By presenting the stunningly beautiful rendition of the song, “Stand By Me,” at their wedding, Megan Markle and Prince Harry displayed an aspect of Megan’s African American heritage—R&B/Soul music. I wonder if they knew that this song evoked a deeper root of African American culture and heritage—the development of gospel music.
The gospel-based R&B/Soul song, “Stand By Me,” was originally recorded by singer-songwriter Ben E. King in 1961. A big hit, his signature song had a major influence on popular music, being recorded over 400 times by many different artists.
The estimated royalties for the song placed it as the sixth highest-earning song of all time.
As a crowning achievement King’s original recording of the song was inducted into the National Recording Registry by the Library of Congress, as “culturally, historically, or aesthetically significant,” just a few weeks before King’s death in 2015.
I found it striking that a Black gospel choir from England sang this secular song, which has deep roots in the creation of the 20th-century gospel music tradition. Ben E. King’s song was based on a gospel song of the same name. That song was written and copyrighted in 1905 by Reverend Charles Albert Tindley (1851-1933), who was a founding father of the gospel hymn.
His “Stand By Me” is the second most well-known hymn in African American Christendom, after “Precious Lord,” composed by Thomas A. Dorsey in 1932. Born in Maryland in 1851 to a free Black woman and her husband, a slave, Tindley was mostly free but worked alongside slaves.
Having learned to read and write in his teens, he married and moved to Philadelphia in 1875. Over the next ten years, he worked as a laborer during the day and studied and took correspondence courses at night. He passed the examination for the ministry in the Methodist church in 1885 and started pastoring small churches in New Jersey, Delaware, and Maryland.
In 1902, he was appointed pastor of the church in Philadelphia where he had been a member and janitor, the East Calvary Methodist Episcopal Church. Under his leadership, the church grew rapidly from the 130 members it had when he arrived to one of the largest Methodist congregations serving an African American community on the East Coast of the United States.
The congregation over time grew to a multiracial congregation of over 12,000. Renamed Tindley Temple after Tindley’s death, the church was added to the National Register of Historic Places in 2011.
Reverend Tindley was one of the eminent preachers of Methodism at the turn of the 20th Century. Emory University hymnologist James Abbington called Tindley a “pastor, orator, poet, writer, theologian, social activist, ‘father of African American Hymnody,’ ‘progenitor of African American gospel music’ and ‘prince of preachers.’”
We remember Tindley for having brought something new to the worship service. Through centuries church music has expressed adoration and praise to God through psalms and chants.

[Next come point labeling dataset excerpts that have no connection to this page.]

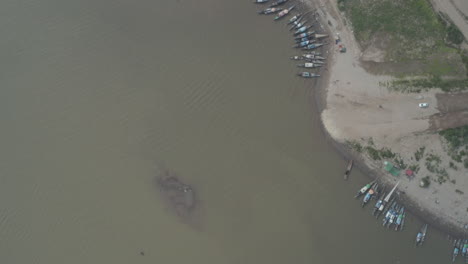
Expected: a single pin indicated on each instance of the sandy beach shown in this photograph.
(357, 106)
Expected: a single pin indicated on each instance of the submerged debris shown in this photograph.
(179, 196)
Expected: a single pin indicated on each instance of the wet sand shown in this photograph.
(349, 82)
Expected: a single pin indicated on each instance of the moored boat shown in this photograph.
(313, 46)
(304, 35)
(277, 3)
(294, 18)
(269, 11)
(301, 30)
(369, 194)
(456, 249)
(309, 65)
(421, 235)
(297, 25)
(364, 189)
(284, 12)
(399, 219)
(378, 204)
(308, 75)
(296, 58)
(302, 44)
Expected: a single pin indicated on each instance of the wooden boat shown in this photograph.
(304, 39)
(309, 65)
(319, 36)
(400, 218)
(297, 25)
(378, 204)
(313, 53)
(305, 34)
(364, 189)
(456, 249)
(311, 57)
(421, 235)
(277, 3)
(294, 18)
(284, 12)
(313, 46)
(308, 75)
(372, 191)
(465, 250)
(269, 11)
(301, 30)
(303, 44)
(386, 200)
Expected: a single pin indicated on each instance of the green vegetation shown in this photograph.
(414, 168)
(354, 145)
(420, 153)
(418, 85)
(373, 153)
(425, 182)
(411, 31)
(456, 137)
(457, 140)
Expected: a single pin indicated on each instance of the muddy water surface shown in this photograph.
(97, 98)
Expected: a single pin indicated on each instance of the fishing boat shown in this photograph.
(294, 18)
(303, 44)
(364, 189)
(316, 53)
(421, 235)
(369, 194)
(297, 24)
(350, 163)
(403, 221)
(317, 59)
(456, 249)
(309, 65)
(277, 3)
(296, 58)
(465, 250)
(378, 204)
(399, 219)
(301, 30)
(303, 39)
(305, 34)
(308, 75)
(269, 11)
(313, 46)
(319, 36)
(386, 200)
(284, 12)
(393, 216)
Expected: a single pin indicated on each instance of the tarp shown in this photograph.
(392, 169)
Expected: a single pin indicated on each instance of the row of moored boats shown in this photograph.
(394, 216)
(304, 37)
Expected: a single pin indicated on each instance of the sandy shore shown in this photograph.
(355, 106)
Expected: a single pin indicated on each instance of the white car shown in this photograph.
(423, 105)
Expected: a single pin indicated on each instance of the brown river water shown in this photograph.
(99, 97)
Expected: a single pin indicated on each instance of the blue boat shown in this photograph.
(421, 235)
(313, 46)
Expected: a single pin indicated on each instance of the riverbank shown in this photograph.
(355, 107)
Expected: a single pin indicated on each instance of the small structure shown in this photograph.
(409, 173)
(391, 168)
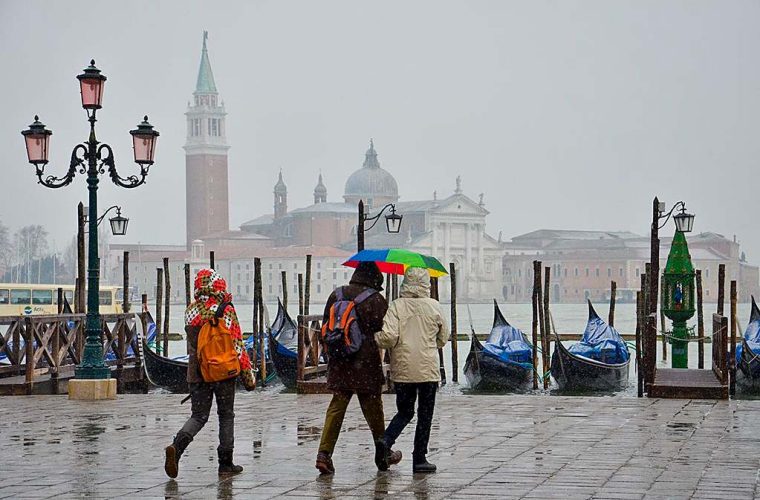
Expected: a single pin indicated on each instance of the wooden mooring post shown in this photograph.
(188, 289)
(639, 324)
(434, 295)
(167, 304)
(258, 318)
(307, 289)
(721, 288)
(700, 324)
(284, 278)
(534, 324)
(300, 294)
(547, 320)
(454, 336)
(613, 297)
(732, 344)
(159, 298)
(125, 305)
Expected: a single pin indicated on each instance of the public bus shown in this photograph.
(23, 299)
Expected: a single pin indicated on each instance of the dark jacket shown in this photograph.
(193, 368)
(362, 372)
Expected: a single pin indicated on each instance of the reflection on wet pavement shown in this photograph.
(494, 447)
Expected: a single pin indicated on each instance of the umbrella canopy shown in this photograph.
(397, 261)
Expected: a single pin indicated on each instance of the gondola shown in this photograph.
(504, 363)
(599, 362)
(283, 347)
(171, 373)
(748, 352)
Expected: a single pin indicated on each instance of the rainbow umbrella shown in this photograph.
(397, 261)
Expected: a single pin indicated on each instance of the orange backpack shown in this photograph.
(217, 356)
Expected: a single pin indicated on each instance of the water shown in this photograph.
(568, 318)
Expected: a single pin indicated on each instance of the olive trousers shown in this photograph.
(372, 408)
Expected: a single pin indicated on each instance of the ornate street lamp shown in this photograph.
(92, 158)
(392, 222)
(678, 297)
(684, 223)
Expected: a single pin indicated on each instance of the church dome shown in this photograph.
(371, 183)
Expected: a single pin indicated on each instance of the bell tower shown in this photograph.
(206, 182)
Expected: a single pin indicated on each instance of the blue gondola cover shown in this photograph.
(601, 342)
(508, 344)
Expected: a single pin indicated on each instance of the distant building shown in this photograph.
(583, 263)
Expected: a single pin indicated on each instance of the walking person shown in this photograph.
(359, 373)
(414, 330)
(212, 306)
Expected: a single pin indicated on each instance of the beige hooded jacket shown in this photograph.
(413, 330)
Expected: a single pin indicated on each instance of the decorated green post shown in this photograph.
(678, 297)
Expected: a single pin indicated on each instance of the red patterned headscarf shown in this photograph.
(210, 293)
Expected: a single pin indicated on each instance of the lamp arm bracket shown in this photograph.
(58, 182)
(376, 218)
(668, 215)
(131, 181)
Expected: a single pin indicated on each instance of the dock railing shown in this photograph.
(39, 345)
(720, 348)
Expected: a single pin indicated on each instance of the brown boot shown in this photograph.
(174, 452)
(324, 463)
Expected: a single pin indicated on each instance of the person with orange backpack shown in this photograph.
(353, 314)
(217, 358)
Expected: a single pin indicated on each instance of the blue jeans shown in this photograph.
(406, 395)
(202, 394)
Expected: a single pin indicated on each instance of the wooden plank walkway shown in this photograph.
(687, 384)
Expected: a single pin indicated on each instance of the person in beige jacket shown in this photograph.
(413, 331)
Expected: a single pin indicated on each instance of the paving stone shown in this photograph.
(511, 446)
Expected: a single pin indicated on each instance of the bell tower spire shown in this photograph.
(206, 184)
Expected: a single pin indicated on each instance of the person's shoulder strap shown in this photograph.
(220, 310)
(367, 293)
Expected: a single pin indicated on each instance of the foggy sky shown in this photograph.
(565, 114)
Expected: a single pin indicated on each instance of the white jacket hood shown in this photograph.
(416, 283)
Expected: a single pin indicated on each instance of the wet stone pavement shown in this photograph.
(485, 446)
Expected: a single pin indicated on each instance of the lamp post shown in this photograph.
(92, 158)
(392, 222)
(684, 223)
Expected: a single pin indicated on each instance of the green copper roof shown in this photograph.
(679, 260)
(205, 84)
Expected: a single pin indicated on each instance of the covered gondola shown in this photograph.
(748, 352)
(283, 347)
(599, 362)
(504, 362)
(171, 373)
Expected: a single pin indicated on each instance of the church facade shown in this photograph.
(452, 228)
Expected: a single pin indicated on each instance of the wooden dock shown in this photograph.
(687, 384)
(43, 350)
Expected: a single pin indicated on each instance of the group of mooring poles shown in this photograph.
(646, 361)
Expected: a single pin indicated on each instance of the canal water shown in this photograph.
(568, 319)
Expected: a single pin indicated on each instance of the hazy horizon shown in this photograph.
(569, 115)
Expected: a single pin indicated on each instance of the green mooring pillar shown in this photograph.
(679, 345)
(678, 298)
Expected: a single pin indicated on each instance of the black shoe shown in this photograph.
(324, 463)
(226, 467)
(173, 453)
(421, 465)
(381, 455)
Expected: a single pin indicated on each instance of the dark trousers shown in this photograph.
(406, 394)
(202, 395)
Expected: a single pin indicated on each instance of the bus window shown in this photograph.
(19, 296)
(42, 297)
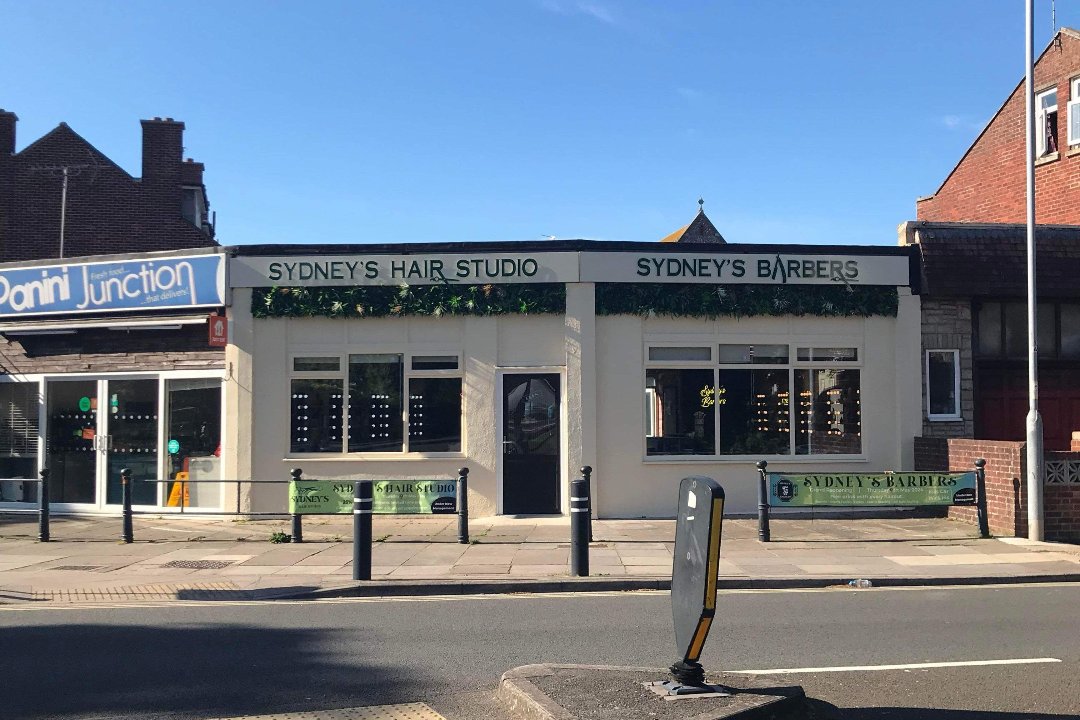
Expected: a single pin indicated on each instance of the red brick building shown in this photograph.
(106, 211)
(988, 182)
(971, 236)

In the 18th century, livelier music—hymns—became part of the worship service. These hymns, however, carried on the tradition of praise and devotion to God.
Reverend Tindley introduced a new genre—“gospel” in the music. The word “gospel” means “good news.” Life was rough for most African Americans in the early 20th century, and Tindley addressed these issues in his sermons.
His songs were extensions of his sermons, which proclaimed the “good news.” Leaning heavily on the Negro spiritual his songs contained words of hope, cheer, and love. Though Tindley’s gospel hymns grew mostly out of the African American experience, they have universal appeal.
Other classic songs by Tindley include “I Know The Lord Will Make a Way,” “Beams of Heaven,” “Leave It There,” and “We’ll Understand It Better By and By.” Later in the 20th century, another of Tindley’s gospel songs helped to galvanize Americans in their struggle for justice. “I’ll Overcome Some Day” inspired the most famous song of the civil rights movement, “We Shall Overcome.”
Thomas A. Dorsey, acclaimed as the father of gospel music, always indicated that he had built upon the foundation of gospel hymns established by Tindley. Dorsey, a blues pianist who had been Ma Rainey’s band leader, added secular blues to the sacred text and gave us gospel music as we know it today.
There is much more to the story that Reverend Tindley started. For example, I have given a talk 3 or 4 times over the past 8-10 years that I have called, “Soul Music: From Reverend C. A. Tindley to Sister Aretha Franklin.”